Some have suggested I use NoSQL techniques such as hadoop or map/reduce instead. How exactly would this work?

For more background, see: Why is NoSQL better for this scenario?

  • 1
    NoSQL is not a one size fit all, there are many advantages and disadvantages to using it. However given you're dealing with JSON you can use NoSQL to store them and query in a way that easily meets your requirements, in your case it seems like a good fit like Falcon suggested in the linked questions. I'll wait for someone who has better NoSQL knowledge to answer. – Benjamin Gruenbaum Feb 5 '13 at 20:26
  • how many is tons? if you can get a system with enough RAM - like 80Gb and if that is enough for now and next 2 years -> can use an in memory db. and there might be other ways to divide and conquer? some other attribute to divide the docs/ objects? – tgkprog May 6 '13 at 20:27
  • "How exactly would this work?" is kind of a vague question. How does map reduction work? – Erik Reppen Jul 5 '13 at 20:57
  • ^ I meant "Do you mean, 'How does map...'" – Erik Reppen Jul 5 '13 at 21:41

How to merge/sort/page through a huge amount of data?

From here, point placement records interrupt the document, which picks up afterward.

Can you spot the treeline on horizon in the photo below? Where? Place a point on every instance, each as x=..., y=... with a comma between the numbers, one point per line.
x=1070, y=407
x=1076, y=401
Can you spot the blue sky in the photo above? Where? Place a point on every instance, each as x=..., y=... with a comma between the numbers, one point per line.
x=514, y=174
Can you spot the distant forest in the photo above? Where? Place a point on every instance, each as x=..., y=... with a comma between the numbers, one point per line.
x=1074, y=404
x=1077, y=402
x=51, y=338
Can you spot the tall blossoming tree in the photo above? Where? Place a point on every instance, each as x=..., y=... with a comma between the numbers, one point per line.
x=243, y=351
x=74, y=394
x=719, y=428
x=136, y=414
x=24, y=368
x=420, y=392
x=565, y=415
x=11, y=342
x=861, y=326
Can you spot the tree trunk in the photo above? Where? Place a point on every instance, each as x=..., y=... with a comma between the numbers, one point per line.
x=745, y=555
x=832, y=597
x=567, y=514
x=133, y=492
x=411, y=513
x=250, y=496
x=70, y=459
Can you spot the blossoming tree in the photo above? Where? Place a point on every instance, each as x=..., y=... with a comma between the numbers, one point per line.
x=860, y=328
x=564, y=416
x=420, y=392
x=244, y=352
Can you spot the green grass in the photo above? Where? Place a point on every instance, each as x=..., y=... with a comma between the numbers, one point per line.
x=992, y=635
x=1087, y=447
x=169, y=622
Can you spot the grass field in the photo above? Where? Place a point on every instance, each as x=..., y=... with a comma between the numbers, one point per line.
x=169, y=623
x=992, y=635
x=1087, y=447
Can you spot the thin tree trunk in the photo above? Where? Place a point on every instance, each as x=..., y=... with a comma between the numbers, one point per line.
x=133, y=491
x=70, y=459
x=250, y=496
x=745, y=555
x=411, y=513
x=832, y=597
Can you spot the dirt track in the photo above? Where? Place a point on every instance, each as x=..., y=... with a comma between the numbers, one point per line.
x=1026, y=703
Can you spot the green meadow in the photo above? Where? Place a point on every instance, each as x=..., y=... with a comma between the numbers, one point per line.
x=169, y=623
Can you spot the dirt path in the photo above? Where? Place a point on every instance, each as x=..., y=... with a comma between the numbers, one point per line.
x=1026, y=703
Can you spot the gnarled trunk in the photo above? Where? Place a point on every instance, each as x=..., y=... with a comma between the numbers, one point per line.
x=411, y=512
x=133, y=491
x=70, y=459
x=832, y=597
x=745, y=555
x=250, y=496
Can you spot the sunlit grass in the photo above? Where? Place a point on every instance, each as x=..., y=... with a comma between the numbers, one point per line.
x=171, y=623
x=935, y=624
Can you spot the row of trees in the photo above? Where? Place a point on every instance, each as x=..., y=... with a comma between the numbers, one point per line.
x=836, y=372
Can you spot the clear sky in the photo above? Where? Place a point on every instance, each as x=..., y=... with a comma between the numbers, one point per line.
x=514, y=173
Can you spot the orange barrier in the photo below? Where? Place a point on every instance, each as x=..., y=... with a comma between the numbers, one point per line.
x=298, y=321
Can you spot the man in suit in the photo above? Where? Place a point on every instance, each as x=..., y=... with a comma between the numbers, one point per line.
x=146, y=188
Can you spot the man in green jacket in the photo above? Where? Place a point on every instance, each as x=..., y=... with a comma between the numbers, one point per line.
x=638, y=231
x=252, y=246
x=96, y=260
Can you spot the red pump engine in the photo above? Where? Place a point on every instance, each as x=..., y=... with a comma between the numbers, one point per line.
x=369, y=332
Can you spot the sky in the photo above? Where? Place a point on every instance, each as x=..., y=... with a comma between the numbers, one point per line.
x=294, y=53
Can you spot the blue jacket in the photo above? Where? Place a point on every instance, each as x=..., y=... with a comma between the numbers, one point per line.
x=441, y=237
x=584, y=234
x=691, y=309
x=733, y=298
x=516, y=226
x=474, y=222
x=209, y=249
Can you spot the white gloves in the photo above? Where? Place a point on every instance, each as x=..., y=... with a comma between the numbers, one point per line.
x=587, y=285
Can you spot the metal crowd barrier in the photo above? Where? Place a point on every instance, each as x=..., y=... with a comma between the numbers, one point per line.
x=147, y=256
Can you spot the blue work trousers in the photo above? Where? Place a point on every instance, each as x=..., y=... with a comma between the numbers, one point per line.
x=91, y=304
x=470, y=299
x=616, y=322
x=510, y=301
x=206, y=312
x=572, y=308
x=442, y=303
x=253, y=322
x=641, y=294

Well, for sorting, look at Quicksort if the data is more or less randomized, or Timsort if it's highly ordered. (Quicksort degenerates easily into horrible performance on highly ordered data.)

For merging, there's a pretty simple algorithm for this: list comparison.

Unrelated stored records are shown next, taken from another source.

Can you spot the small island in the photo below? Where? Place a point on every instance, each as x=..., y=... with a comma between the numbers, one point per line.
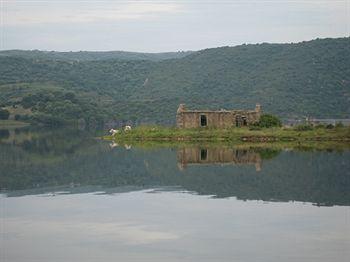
x=233, y=126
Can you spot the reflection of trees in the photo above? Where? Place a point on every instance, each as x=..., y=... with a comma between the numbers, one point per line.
x=218, y=155
x=319, y=177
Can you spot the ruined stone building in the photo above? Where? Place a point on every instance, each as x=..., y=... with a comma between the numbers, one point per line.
x=218, y=119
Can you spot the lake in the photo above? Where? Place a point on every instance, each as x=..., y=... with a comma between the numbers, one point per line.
x=68, y=196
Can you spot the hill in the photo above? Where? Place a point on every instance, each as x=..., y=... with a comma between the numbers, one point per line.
x=290, y=80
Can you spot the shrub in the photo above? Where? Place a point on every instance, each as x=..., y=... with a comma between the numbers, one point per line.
x=303, y=128
x=4, y=114
x=254, y=127
x=339, y=125
x=267, y=120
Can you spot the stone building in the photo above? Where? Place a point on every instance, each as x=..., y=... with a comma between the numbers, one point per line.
x=219, y=119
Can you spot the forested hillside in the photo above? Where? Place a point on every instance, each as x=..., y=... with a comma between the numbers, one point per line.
x=290, y=80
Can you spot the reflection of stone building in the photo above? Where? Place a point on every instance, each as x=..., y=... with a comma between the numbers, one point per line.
x=196, y=155
x=220, y=119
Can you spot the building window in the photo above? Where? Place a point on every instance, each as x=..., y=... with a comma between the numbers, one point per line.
x=204, y=154
x=203, y=120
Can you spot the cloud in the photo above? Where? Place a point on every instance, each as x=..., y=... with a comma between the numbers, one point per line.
x=21, y=13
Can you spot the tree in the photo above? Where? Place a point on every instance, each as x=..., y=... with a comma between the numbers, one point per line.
x=267, y=120
x=4, y=114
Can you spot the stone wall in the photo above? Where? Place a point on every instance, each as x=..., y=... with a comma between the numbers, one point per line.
x=216, y=119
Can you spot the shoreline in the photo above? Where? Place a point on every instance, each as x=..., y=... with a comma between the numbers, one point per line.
x=235, y=135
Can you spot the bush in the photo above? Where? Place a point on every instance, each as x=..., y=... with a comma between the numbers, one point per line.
x=254, y=127
x=4, y=114
x=303, y=128
x=339, y=125
x=267, y=120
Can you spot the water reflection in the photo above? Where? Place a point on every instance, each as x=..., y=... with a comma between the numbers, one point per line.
x=73, y=161
x=212, y=156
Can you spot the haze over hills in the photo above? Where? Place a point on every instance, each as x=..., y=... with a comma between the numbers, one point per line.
x=93, y=55
x=290, y=80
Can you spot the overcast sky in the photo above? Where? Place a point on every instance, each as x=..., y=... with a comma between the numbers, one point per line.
x=158, y=26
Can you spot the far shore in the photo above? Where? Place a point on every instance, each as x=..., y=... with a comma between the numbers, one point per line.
x=244, y=134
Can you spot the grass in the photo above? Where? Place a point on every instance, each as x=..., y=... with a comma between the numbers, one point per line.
x=158, y=134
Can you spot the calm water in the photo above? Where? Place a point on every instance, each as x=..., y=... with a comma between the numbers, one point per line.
x=66, y=196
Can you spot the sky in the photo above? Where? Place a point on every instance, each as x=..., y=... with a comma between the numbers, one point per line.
x=166, y=25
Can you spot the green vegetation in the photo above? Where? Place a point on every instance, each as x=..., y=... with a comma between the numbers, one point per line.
x=4, y=114
x=156, y=133
x=267, y=121
x=289, y=80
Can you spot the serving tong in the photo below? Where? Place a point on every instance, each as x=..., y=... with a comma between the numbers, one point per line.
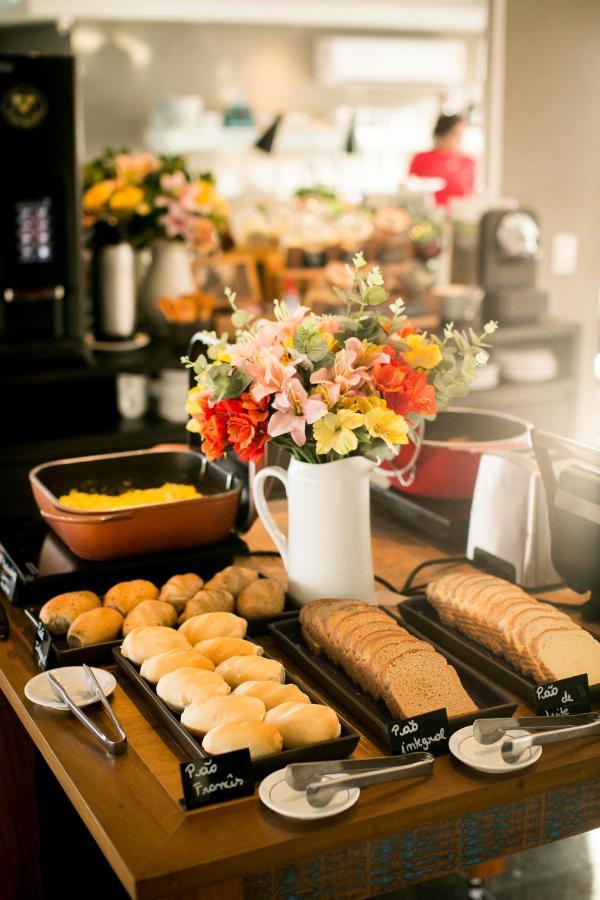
x=550, y=730
x=114, y=747
x=320, y=788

  • Take two lists, list A and list B. Sort both lists using the same criteria.
  • Declare two iterators that refer to a single list element, one for each list. Initialize them to reference the first element of their respective lists.
  • Repeat
    • Compare referenced element A (eA) to referenced element B (eB)
    • If eA < eB then handle eA appropriately and increment iterator-A
    • else if eB < eA then eB appropriately and increment iterator-B
    • else handle equality case appropriately and increment both iterators
  • until one iterator reaches the end of its list.
  • (optional) Handle the remaining elements in the other list, if appropriate

This basic concept can be used for a number of operations involving two lists, including merging, by specifying the "handle appropriately" cases. In this case, the appropriate way to handle it is to add an element to the output list.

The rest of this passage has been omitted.